Thursday, February 5, 2009

The Value of Information Superiority To The Decision Maker Is Not Uniform

The importance of information superiority has been emphasized as a critical capability that future joint forces must be able to achieve. No longer simply a future concept, it is being officially defined and incorporated in doctrinal publications like Joint Publication 3-13, "Information Operations." Unfortunately, our ability to effectively measure its contribution relative to other battlefield systems remains limited. This research focuses on exploring the limits of the contributions that information superiority can make, examining the sensitivity of information superiority to varying information quality, and comparing those contributions with other contributing factors to battlefield results. Furthermore, an effort is made to identify some of the risks associated with using information superiority as a force multiplier.

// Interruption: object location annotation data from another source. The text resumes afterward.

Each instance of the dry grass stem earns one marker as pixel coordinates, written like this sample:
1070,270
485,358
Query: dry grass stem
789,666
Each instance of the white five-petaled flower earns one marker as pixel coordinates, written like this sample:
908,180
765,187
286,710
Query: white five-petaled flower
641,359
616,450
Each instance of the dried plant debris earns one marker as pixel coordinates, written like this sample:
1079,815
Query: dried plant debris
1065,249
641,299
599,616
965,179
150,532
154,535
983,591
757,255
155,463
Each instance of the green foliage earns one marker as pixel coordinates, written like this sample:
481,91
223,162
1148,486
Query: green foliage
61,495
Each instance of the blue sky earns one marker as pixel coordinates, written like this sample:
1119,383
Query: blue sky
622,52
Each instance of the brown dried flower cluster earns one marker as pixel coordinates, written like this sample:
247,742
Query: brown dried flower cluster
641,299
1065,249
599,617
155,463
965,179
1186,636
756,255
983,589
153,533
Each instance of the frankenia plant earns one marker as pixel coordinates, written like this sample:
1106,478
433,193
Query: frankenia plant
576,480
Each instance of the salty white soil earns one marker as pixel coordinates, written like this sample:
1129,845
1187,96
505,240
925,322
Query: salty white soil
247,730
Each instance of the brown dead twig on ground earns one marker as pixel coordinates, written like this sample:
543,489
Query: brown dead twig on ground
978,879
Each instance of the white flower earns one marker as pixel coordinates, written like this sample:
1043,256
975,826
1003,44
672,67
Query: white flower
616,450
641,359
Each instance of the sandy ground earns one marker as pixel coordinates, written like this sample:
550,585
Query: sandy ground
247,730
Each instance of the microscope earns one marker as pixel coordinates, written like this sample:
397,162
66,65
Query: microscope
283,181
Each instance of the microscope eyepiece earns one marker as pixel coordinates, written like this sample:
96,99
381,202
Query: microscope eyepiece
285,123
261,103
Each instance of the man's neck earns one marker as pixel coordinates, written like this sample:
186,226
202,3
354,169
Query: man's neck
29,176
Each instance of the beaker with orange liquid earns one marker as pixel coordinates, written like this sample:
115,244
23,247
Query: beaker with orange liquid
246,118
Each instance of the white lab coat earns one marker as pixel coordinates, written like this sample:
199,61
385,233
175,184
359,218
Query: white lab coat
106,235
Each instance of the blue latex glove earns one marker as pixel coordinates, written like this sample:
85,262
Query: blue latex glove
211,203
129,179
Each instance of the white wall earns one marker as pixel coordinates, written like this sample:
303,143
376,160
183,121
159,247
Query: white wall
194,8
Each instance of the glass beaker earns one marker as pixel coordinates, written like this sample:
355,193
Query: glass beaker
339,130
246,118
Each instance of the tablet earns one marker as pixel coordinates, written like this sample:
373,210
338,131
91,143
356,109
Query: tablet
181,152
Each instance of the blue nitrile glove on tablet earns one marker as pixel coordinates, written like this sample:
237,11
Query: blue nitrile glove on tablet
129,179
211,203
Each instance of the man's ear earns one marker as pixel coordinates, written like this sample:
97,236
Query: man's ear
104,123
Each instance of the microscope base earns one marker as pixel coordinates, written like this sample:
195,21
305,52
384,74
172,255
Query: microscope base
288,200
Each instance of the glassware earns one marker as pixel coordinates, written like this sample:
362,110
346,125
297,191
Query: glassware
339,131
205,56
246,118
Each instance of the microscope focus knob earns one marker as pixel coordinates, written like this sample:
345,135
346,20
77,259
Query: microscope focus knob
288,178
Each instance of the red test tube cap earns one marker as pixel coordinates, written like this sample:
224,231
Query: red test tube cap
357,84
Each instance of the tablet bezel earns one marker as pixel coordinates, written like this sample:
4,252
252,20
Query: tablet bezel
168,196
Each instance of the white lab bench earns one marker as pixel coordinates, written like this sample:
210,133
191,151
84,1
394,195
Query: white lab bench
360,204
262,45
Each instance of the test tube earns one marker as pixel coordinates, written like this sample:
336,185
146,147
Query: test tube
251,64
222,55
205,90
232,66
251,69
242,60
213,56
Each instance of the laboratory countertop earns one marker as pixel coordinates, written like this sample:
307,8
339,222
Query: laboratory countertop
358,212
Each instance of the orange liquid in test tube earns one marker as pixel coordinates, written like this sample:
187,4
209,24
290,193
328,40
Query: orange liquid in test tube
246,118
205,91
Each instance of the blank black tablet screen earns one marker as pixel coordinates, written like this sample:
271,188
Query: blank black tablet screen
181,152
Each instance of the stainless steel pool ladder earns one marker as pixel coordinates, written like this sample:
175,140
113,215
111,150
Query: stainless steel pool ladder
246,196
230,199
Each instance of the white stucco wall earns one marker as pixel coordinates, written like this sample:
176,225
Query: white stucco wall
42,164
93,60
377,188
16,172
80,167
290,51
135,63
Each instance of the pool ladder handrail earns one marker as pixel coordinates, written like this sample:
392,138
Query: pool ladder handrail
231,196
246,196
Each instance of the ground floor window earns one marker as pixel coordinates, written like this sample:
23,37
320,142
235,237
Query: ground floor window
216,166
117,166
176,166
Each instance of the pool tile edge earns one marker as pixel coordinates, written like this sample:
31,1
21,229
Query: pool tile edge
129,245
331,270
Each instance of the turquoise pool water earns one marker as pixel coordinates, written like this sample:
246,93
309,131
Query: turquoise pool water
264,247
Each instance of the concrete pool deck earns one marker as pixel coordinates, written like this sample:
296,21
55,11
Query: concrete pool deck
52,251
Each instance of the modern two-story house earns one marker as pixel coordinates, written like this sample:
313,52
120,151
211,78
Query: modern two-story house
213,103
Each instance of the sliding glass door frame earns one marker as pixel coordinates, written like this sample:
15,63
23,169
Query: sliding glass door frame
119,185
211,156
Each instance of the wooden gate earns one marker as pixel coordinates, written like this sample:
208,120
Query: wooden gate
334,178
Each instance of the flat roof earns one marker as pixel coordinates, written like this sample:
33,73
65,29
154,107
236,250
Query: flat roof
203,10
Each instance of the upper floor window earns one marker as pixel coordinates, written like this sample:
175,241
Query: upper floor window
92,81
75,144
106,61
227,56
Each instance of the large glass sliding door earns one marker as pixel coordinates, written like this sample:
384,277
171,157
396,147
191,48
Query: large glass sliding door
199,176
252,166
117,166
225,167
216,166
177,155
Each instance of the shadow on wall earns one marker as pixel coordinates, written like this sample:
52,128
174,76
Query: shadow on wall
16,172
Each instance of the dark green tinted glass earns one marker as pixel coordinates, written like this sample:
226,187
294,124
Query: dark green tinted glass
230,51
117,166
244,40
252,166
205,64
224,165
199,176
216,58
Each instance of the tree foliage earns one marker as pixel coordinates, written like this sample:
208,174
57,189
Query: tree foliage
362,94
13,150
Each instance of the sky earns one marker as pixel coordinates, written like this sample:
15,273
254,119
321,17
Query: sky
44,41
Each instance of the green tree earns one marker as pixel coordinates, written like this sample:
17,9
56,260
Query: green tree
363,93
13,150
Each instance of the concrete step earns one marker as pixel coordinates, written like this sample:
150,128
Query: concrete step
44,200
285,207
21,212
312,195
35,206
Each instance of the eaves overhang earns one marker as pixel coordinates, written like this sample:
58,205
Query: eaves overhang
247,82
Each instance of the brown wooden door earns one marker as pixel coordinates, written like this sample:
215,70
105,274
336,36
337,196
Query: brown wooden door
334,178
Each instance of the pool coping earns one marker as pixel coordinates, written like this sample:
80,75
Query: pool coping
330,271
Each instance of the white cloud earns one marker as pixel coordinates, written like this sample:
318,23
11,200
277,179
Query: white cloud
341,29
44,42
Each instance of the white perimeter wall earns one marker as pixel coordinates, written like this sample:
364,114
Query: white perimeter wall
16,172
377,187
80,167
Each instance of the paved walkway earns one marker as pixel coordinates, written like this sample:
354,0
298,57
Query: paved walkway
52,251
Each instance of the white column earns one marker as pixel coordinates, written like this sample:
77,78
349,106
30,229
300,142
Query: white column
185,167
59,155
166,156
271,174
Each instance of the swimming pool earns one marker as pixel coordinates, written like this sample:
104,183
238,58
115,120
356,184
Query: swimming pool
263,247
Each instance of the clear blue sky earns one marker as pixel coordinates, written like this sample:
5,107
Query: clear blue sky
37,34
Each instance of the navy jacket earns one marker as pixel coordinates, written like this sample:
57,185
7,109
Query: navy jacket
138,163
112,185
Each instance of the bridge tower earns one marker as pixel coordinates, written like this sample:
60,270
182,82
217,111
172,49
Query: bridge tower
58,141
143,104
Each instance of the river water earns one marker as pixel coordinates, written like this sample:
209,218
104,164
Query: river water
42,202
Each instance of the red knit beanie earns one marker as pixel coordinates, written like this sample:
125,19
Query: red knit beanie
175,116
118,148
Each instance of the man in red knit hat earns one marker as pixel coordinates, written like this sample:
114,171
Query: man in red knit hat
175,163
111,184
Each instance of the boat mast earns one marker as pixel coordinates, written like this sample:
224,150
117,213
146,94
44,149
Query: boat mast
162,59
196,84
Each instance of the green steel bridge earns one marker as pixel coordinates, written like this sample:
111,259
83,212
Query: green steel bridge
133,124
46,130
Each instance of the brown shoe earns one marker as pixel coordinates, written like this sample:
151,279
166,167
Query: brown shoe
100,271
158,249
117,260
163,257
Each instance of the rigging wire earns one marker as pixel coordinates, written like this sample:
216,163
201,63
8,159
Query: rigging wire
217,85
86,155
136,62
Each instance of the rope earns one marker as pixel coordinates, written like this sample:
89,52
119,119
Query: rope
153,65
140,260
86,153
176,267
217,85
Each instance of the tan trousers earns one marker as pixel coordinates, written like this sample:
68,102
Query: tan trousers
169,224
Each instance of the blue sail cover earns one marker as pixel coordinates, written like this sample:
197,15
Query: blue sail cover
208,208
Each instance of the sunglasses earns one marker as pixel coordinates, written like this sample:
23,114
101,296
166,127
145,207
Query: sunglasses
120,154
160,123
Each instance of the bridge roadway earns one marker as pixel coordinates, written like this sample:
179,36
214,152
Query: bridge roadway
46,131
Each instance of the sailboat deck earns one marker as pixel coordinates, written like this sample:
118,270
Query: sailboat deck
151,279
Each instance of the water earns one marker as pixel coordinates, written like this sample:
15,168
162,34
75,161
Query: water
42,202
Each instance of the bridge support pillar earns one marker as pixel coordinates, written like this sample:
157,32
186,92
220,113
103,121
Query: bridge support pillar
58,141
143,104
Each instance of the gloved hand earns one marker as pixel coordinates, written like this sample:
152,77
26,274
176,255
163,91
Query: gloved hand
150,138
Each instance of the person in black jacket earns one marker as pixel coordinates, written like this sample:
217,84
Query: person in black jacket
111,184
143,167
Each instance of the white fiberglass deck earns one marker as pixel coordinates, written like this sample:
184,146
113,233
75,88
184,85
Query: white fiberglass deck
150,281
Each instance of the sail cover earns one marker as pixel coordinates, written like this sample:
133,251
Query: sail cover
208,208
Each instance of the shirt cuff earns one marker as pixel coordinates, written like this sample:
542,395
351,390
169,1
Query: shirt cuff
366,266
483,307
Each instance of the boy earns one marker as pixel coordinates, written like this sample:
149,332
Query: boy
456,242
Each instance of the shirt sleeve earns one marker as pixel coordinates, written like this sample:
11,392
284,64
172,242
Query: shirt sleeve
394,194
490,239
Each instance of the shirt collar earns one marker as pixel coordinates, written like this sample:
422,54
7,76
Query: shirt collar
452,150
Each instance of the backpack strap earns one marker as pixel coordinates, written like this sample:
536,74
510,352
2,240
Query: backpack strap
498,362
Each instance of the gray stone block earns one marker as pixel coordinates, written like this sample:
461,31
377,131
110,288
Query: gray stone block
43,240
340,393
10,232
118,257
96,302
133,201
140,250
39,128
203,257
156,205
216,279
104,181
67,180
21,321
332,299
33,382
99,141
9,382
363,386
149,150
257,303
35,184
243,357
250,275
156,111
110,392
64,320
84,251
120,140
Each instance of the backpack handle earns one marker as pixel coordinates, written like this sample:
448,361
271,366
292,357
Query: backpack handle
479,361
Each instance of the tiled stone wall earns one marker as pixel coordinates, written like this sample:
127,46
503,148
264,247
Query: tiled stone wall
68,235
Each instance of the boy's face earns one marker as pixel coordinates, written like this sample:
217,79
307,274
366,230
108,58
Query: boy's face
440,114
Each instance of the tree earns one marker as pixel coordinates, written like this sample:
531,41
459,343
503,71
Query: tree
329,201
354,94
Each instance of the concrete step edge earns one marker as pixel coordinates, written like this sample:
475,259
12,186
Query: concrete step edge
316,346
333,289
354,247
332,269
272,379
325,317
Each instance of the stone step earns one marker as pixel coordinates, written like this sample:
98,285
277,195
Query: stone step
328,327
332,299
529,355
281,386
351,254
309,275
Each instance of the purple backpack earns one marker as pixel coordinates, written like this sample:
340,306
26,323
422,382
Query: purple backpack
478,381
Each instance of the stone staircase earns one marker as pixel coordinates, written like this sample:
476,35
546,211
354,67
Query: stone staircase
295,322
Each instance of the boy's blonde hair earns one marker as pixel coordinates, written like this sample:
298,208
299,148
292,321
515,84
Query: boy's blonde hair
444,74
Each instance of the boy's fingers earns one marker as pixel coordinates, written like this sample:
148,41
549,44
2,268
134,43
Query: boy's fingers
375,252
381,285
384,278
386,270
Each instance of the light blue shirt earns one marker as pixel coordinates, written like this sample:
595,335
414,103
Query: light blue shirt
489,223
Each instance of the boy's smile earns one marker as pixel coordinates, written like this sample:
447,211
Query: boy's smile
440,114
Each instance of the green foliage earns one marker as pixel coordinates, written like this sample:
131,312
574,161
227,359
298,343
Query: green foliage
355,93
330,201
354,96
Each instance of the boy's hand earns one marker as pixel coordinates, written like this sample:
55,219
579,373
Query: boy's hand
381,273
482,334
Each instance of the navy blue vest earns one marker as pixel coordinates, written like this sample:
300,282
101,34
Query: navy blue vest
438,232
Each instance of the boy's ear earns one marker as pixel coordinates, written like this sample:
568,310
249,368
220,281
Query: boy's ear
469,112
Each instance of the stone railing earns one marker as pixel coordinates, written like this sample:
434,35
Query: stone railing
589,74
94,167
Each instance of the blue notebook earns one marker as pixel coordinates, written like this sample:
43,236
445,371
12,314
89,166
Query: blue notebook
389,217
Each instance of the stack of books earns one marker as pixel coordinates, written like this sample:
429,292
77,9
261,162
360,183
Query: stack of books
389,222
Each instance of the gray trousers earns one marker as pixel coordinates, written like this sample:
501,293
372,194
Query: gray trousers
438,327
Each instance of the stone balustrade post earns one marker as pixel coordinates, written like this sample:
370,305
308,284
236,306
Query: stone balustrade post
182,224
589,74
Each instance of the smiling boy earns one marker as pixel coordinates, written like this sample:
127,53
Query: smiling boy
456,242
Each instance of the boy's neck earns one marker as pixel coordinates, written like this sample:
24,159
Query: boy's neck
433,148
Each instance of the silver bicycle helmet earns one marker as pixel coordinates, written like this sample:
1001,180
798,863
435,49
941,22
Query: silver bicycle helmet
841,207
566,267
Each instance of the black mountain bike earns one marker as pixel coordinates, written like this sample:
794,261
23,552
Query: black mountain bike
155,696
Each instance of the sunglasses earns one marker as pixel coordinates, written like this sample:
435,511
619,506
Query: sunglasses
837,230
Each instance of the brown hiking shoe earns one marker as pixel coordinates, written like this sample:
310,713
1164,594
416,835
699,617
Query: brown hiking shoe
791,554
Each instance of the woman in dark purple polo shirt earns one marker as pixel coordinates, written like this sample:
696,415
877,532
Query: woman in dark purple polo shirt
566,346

The value of information superiority is not uniform, but is strongly influenced by force ratio and force size. This does not suggest that information superiority has no value; on the contrary, we measured the added value in this study. However, it does suggest the possibility that our zeal for information superiority should be tempered by the fact that force size plays a significant role as well.

There are “knees in the curve” at both ends of the force size spectrum.

First, force size must be increased to a certain level before information superiority can be utilized to its maximum extent. Second, once a certain force level is reached, information superiority begins to decrease in value. This is another reminder of the importance of striking the balance between sensor and shooter and why this area of research is so important.

Additionally, this relationship suggests that information capabilities should not be viewed as a simple add-on to force capability, but that the values of force size and information are dependent on one another. Thus, force development must incorporate and evaluate the combined capabilities of information systems and combat equipment, and not assess these capabilities individually.